Selling science in trust deficit days

There’s more wrong than fake news says Peter Yates

 “Overhyping” research stories is sufficiently common for Australian and UK science media centres to consider tagging university and institutional media releases loaded on their sites. Stories would be labelled to identify research that is peer reviewed and distinguish lab based from human-tested findings.

The warning came from Peter Yates, chair of both the Australian Science Media Centre and the Royal Institution of Australia, in a speech to the Cooperative Research Centres Association conference in Adelaide yesterday.

In a broad ranging speech Mr Yates set out the challenge in communicating science fact, and separating it from fallacies and fiction.

 Mr Yates said science reporting suffers in “the resource-poor but media-rich” environment, “that gave birth to the ‘fake news’ movement.”

Newsworthy events are discovered first on Twitter, and break as a story before an accredited journalist has shown up.
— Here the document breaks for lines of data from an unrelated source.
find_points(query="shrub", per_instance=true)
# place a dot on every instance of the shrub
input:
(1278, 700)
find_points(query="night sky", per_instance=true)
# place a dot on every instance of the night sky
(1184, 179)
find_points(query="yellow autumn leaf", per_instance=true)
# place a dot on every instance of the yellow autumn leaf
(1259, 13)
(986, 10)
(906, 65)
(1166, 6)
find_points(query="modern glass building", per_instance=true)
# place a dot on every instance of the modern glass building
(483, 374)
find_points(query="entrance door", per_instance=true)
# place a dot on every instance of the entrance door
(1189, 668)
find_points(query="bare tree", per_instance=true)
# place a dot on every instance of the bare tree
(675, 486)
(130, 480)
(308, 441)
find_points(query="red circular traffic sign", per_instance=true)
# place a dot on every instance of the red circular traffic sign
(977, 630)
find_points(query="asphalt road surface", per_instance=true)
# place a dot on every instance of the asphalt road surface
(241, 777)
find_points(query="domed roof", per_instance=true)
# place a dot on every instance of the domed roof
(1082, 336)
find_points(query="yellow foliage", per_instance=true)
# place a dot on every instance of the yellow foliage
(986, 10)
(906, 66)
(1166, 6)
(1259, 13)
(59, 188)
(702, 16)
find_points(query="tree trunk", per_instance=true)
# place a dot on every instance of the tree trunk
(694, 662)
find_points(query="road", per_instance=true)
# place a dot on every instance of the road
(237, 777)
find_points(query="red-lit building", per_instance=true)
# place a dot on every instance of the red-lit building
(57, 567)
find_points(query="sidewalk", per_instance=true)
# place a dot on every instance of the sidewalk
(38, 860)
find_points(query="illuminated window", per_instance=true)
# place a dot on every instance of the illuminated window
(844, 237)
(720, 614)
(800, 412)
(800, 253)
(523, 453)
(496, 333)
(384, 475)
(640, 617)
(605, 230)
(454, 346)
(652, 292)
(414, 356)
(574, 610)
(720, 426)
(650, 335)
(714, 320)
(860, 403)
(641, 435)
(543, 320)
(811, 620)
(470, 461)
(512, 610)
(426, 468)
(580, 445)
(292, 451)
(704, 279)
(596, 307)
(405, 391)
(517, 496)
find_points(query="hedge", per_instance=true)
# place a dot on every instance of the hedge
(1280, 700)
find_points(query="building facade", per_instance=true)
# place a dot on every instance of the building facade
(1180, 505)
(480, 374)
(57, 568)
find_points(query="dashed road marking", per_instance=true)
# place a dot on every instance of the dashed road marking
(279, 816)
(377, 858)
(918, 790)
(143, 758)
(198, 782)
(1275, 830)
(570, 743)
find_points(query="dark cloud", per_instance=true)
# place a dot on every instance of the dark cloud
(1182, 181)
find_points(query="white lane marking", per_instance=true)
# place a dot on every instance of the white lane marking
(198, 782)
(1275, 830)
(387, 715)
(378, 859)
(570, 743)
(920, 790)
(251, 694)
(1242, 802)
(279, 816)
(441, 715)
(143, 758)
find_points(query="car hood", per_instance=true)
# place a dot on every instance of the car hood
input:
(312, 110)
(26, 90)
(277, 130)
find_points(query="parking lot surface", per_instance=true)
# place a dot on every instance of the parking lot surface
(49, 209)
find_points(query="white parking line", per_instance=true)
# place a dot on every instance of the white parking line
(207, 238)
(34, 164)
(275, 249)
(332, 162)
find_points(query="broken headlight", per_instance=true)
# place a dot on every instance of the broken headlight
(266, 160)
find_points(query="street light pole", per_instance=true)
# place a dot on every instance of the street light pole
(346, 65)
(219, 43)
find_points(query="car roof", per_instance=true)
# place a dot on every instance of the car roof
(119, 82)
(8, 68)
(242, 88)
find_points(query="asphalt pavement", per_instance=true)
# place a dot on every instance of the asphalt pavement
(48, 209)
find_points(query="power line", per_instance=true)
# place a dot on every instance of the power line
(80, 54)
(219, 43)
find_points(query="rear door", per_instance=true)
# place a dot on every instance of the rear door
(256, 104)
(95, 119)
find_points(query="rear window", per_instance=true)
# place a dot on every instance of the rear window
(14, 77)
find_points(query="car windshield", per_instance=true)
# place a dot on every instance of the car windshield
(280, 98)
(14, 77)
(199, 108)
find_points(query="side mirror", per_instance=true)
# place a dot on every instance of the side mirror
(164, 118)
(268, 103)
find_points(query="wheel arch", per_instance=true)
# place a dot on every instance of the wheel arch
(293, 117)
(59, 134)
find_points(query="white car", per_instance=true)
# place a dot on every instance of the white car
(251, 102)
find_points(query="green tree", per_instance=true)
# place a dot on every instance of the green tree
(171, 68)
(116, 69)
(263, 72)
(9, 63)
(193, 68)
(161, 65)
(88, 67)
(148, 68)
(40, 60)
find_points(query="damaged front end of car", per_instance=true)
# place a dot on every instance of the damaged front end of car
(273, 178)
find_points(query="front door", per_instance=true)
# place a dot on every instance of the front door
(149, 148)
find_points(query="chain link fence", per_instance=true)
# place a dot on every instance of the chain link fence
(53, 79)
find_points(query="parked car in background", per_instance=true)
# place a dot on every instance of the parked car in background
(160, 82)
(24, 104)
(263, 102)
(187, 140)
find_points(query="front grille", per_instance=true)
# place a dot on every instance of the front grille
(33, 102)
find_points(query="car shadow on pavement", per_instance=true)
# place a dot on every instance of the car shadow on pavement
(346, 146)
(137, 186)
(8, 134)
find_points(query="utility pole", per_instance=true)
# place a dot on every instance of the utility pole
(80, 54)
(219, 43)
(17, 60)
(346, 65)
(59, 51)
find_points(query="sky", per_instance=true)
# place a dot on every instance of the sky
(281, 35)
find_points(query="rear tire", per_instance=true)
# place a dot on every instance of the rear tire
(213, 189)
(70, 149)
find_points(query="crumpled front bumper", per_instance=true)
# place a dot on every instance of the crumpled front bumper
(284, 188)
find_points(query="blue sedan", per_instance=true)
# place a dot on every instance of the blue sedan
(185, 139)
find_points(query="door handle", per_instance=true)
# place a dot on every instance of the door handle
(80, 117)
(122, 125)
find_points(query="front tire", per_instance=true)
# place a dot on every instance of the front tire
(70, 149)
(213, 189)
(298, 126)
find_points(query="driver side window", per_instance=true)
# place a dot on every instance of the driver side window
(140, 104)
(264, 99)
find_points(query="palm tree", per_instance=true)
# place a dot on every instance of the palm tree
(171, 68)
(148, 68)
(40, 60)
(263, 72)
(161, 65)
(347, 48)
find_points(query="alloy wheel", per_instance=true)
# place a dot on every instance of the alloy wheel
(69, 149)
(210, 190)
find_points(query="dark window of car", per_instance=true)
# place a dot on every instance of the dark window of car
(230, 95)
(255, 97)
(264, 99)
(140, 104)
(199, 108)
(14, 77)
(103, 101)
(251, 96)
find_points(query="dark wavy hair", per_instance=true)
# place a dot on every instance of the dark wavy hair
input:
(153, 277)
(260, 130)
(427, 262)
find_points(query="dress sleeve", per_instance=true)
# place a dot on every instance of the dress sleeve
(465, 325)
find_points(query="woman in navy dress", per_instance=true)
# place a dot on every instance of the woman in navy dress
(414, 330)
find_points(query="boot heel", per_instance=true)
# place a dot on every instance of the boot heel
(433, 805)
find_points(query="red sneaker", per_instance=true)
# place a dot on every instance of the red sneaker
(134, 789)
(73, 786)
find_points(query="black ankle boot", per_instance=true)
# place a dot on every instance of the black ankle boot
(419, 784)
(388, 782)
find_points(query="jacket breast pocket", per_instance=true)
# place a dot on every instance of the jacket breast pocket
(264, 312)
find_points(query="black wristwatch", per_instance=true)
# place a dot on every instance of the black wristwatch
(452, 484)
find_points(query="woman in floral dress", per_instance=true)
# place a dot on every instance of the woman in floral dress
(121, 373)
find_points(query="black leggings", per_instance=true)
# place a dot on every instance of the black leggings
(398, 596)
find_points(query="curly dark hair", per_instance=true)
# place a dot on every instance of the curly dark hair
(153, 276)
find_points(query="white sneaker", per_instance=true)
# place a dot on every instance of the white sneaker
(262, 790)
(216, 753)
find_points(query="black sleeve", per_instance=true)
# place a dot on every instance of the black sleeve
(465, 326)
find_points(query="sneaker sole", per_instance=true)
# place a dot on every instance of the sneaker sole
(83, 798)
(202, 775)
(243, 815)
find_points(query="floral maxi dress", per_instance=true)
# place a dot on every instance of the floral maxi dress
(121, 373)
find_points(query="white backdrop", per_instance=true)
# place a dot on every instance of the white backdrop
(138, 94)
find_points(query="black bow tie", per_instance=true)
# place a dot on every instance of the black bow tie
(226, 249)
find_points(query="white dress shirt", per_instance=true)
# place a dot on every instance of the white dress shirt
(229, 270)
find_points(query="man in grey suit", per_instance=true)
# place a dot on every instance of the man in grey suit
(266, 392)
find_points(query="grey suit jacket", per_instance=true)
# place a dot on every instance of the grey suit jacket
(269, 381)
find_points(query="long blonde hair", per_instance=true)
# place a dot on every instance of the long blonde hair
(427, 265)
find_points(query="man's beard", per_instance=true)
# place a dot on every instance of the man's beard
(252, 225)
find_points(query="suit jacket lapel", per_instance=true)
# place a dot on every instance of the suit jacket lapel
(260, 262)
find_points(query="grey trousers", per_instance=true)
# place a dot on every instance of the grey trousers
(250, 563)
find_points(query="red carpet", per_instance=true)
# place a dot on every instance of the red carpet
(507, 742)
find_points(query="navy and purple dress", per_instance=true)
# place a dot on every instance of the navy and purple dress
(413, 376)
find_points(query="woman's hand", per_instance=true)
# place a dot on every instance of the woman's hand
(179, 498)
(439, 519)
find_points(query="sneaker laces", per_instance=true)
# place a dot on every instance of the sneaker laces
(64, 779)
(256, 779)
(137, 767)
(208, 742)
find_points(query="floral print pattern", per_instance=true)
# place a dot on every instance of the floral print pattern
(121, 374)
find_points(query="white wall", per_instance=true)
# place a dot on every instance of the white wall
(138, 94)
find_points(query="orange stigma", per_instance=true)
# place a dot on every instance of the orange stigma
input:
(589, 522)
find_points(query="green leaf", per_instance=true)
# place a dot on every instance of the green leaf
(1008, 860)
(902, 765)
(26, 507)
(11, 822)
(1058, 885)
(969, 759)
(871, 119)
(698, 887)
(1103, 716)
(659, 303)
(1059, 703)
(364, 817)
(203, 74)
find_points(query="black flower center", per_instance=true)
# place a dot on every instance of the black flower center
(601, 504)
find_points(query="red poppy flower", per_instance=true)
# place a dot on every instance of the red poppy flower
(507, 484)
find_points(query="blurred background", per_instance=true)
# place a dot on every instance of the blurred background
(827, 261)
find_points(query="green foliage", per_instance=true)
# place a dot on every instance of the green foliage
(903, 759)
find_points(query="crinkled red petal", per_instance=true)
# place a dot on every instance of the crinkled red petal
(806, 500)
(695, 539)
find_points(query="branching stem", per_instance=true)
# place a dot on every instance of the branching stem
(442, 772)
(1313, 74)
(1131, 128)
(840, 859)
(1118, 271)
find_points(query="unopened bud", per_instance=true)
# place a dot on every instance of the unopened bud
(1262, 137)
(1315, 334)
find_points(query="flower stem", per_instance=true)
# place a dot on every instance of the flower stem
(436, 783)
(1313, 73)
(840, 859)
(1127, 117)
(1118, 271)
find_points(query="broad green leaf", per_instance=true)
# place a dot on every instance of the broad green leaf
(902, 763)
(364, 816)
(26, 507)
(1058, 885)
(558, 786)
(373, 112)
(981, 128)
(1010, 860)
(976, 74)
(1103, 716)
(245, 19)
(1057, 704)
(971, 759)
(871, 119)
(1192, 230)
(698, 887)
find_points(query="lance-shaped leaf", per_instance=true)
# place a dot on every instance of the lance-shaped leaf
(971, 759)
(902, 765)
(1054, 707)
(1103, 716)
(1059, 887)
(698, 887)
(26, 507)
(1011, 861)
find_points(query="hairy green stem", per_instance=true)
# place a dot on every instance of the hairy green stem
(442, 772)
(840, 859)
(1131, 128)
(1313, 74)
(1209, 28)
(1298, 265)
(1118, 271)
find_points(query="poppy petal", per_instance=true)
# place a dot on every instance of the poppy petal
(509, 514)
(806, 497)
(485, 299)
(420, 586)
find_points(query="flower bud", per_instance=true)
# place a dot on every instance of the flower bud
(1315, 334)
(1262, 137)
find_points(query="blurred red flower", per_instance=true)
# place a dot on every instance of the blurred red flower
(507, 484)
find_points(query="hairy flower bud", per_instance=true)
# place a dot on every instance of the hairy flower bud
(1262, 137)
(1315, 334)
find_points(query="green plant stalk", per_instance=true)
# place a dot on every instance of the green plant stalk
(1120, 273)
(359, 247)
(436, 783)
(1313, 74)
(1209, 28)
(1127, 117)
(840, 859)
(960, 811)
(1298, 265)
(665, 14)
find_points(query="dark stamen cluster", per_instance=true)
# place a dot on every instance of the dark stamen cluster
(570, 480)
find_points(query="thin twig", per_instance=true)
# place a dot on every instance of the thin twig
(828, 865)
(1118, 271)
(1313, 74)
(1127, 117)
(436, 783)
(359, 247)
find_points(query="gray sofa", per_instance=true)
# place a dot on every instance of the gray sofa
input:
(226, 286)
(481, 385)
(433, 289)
Even worse, today, anybody who manages to generate a large audience can use Facebook advertising to support their running costs.”

In contrast, science communication aggregators can rely on sponsorship, which, “may not be sustainable.”

Science also suffers from community distrust of institutions and from peoples’ beliefs and their own sense of self-interest trumping evidence. “Unlike an area of science, like space discovery, the implications of climate change or water resources, for example, could mean job cuts, heightened regulatory conditions, higher taxes etc.”

While scientists stick to the facts and leave it to the community to work out the values, “the problem is that the ‘losers’ will fight the science and easily conflate with those whose belief systems are unaligned. Together they have an enormous incentive to double back on the science and undermine its credibility.”

So, what is to be done? Mr Yates proposes ideas to address the trust deficit and indifference to evidence.

“While institutions aren’t trusted scientists are,” especially in the regions. “Should we consider creating a distributed trust model such as Airbnb or Uber – where trust is created by a two-way engagement between producers and users rather than institutions.”

As for changing minds, science has to acknowledge people’s “incentives and beliefs” and work out how to influence them. “This means talking through issues and outcomes with industry, government and the public early on, and involving experts from various disciplines such as the arts, humanities and social science.”